Cubles’ parameters for selecting IP from which to create Cubles kits, according to Morris, include “things that are near and dear to us” and have distinctive features that remain recognizable when adapted into blocky paper sculptures. “We look for good-hearted, well-known brands that we can make cool products out of,” Morris explained. The core age group is 6–12, but the company is considering some properties that would lend themselves to figures that preschoolers and their parents or caregivers could build together.
Some of Cubles’ non-licensed kits, as well as Dog Man—which has six characters in its Cubles line to date, with three more coming in spring—have been made into classroom kits for grades three to six. Each contains 15 kits, backed by downloadable lesson plans. “When you make a Cuble you’re naturally touching on spatial reasoning, problem-solving, and linear learning,” Morris said. The sculptures include coded tabs and pre-scored seams, and there are pictures of the finished product, but there are no instructions, so students have to solve the puzzle on their own.
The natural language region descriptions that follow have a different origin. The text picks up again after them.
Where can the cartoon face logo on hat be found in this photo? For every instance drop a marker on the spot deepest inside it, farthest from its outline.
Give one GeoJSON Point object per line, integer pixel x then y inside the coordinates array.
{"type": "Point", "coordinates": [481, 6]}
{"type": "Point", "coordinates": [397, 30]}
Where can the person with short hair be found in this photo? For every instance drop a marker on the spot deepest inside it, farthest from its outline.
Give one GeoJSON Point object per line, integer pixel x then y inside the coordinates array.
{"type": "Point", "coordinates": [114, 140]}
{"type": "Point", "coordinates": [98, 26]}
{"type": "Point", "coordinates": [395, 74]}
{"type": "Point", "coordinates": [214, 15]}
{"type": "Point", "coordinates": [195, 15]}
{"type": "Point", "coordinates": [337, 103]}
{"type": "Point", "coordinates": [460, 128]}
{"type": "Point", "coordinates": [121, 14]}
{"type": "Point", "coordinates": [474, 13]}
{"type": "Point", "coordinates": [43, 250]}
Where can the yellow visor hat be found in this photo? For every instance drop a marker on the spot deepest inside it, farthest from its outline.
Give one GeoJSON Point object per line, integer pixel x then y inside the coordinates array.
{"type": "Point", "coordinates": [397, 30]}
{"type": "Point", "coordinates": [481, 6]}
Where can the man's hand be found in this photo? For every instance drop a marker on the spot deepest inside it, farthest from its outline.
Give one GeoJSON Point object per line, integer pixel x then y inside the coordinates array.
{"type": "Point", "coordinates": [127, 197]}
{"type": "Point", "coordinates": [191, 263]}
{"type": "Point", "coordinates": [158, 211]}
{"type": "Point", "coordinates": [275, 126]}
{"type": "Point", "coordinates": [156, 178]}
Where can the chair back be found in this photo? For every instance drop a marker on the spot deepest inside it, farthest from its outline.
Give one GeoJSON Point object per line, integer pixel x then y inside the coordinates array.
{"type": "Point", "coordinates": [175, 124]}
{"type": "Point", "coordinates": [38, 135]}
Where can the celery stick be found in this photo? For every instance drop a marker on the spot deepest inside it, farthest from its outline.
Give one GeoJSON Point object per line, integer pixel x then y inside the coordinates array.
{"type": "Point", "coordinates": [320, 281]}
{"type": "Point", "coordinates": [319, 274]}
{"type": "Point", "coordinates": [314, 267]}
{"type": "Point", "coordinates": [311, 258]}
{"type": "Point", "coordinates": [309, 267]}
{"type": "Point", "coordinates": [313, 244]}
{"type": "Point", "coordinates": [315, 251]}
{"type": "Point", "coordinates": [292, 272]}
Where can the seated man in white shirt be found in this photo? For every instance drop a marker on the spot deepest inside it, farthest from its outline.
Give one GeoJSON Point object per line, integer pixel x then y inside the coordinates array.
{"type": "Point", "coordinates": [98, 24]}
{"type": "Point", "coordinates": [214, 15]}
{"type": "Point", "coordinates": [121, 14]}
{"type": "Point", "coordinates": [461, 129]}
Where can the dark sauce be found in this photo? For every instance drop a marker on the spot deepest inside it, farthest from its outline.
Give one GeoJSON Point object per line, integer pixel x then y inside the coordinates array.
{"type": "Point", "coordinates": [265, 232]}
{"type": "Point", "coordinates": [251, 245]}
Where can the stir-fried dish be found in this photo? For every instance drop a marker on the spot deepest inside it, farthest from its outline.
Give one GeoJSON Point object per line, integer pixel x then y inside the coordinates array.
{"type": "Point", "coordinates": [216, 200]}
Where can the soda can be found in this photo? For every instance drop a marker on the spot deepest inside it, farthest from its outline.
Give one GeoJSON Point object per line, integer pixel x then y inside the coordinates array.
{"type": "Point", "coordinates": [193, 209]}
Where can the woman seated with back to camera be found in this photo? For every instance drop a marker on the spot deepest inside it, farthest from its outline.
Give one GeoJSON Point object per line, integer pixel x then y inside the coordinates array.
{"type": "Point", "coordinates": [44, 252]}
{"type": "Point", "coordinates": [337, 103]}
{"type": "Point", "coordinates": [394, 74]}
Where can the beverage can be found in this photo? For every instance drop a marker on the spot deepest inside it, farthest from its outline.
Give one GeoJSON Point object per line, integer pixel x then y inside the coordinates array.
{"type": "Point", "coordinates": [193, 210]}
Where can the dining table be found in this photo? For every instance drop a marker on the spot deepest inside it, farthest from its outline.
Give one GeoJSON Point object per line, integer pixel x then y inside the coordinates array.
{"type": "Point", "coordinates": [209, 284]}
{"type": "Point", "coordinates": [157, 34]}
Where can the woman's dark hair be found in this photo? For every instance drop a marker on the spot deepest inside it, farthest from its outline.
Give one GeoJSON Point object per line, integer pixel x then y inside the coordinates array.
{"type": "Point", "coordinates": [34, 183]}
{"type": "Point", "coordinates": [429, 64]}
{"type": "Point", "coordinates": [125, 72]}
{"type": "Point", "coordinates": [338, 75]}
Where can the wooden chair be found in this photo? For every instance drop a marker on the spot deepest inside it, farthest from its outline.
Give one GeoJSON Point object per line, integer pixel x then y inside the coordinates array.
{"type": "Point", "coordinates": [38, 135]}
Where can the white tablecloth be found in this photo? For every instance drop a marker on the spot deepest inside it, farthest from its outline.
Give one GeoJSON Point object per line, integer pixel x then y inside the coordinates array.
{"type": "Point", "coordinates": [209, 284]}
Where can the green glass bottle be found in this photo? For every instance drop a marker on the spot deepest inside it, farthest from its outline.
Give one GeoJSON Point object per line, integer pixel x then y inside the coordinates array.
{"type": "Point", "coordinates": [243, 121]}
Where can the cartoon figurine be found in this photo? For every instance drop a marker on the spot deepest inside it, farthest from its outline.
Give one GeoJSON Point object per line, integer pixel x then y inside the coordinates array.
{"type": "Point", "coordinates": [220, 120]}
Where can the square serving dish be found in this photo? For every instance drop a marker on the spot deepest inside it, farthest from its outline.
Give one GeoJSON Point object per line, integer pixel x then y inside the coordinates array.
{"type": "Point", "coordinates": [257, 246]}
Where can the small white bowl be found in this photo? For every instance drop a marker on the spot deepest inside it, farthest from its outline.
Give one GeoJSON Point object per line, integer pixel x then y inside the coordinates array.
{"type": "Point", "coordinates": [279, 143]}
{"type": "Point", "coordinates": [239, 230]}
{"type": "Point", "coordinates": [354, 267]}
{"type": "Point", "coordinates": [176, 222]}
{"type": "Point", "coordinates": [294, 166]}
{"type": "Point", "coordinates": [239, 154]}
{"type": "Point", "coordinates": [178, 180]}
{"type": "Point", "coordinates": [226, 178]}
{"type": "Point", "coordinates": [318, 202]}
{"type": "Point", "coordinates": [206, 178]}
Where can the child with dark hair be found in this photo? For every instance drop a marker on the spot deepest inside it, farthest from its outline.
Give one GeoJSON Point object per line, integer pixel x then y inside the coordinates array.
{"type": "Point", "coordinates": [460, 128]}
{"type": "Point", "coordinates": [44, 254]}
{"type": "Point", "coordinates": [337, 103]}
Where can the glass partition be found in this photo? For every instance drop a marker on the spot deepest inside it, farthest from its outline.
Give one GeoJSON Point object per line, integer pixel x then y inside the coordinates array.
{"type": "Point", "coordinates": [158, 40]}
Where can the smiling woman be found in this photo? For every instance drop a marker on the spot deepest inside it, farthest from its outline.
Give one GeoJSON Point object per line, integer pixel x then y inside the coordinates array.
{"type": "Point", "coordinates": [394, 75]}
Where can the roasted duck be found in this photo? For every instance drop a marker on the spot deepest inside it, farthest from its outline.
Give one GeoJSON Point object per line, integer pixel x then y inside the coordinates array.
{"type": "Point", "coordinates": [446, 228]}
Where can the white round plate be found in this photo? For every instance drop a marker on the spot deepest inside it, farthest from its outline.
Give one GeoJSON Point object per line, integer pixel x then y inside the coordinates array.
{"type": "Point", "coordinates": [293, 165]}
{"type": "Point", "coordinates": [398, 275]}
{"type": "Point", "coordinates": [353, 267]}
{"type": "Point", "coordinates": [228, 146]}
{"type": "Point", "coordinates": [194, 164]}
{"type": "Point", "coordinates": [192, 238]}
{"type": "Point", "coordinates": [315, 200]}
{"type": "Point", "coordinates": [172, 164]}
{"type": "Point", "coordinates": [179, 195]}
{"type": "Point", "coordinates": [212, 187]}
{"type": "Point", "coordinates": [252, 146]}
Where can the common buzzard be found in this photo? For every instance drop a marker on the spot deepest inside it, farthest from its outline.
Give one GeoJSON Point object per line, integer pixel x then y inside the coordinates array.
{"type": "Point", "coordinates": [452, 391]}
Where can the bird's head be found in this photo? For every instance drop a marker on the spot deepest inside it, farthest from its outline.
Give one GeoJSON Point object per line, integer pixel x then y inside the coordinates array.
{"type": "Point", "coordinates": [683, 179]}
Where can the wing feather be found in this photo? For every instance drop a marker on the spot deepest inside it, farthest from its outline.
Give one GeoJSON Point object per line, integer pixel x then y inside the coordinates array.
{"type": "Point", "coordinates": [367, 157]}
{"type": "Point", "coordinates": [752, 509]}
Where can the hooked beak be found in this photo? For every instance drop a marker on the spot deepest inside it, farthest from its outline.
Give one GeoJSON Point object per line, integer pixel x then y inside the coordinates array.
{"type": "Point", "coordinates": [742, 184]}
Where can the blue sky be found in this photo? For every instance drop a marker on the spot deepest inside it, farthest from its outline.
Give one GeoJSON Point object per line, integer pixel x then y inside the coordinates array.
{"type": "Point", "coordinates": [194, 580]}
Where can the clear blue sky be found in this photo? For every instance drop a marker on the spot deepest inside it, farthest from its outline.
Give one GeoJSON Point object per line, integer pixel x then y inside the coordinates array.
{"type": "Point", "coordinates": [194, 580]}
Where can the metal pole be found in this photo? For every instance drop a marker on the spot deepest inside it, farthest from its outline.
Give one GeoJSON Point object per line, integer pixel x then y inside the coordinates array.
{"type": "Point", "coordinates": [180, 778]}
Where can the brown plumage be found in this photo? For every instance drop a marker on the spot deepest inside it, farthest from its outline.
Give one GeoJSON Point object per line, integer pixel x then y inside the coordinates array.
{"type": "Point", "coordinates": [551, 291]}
Cubles are made in the U.S. of recycled materials. “Part of our mission is to create jobs, and we’re doing all the manufacturing in the Twin Cities,” where Cubles is based, Morris said. Sustainability is also a priority. “I wanted to make something fun, like the plastic stuff, but not plastic,” he added. The company also offsets its paper needs by donating funds for the planting of 100 trees for each tree used in manufacturing.